From a commercial availability standpoint, CAS 17105-65-6 is supplied by specialty chemical manufacturers with varying purity grades. Procurement-related searches such as "phosphonic acid dimethyl ester suppliers" and "4-methoxybenzyl phosphonate availability" reflect the compound's niche market position. Quality control specifications and batch-to-batch consistency are critical factors for end-users in research and industrial applications.

Environmental fate studies of Phosphonic acid,P-[(4-methoxyphenyl)methyl]-, dimethyl ester contribute to understanding its ecological impact. Research into "phosphonate biodegradation pathways" and "environmental persistence of aromatic phosphonates" addresses growing regulatory and sustainability concerns. These studies help establish proper handling and disposal protocols for the compound in various applications.

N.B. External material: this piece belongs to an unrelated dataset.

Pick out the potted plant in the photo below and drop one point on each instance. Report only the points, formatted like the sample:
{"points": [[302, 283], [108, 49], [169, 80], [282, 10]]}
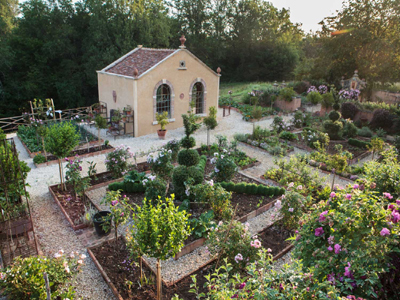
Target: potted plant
{"points": [[116, 118], [128, 110], [162, 120], [102, 222]]}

The compound's physical properties, including solubility characteristics and thermal stability, make it suitable for diverse formulation applications. Formulators often search for "phosphonate ester solubility parameters" and "compatibility with polymer matrices" when developing new material systems. These properties are particularly relevant for creating specialized coatings or additive formulations.

In summary, Phosphonic acid,P-[(4-methoxyphenyl)methyl]-, dimethyl ester (CAS No. 17105-65-6) represents an important class of organophosphorus compounds with broad utility across multiple disciplines. Its unique structural features and adaptable chemistry continue to inspire research into novel applications, while meeting evolving industry standards for performance and environmental compatibility.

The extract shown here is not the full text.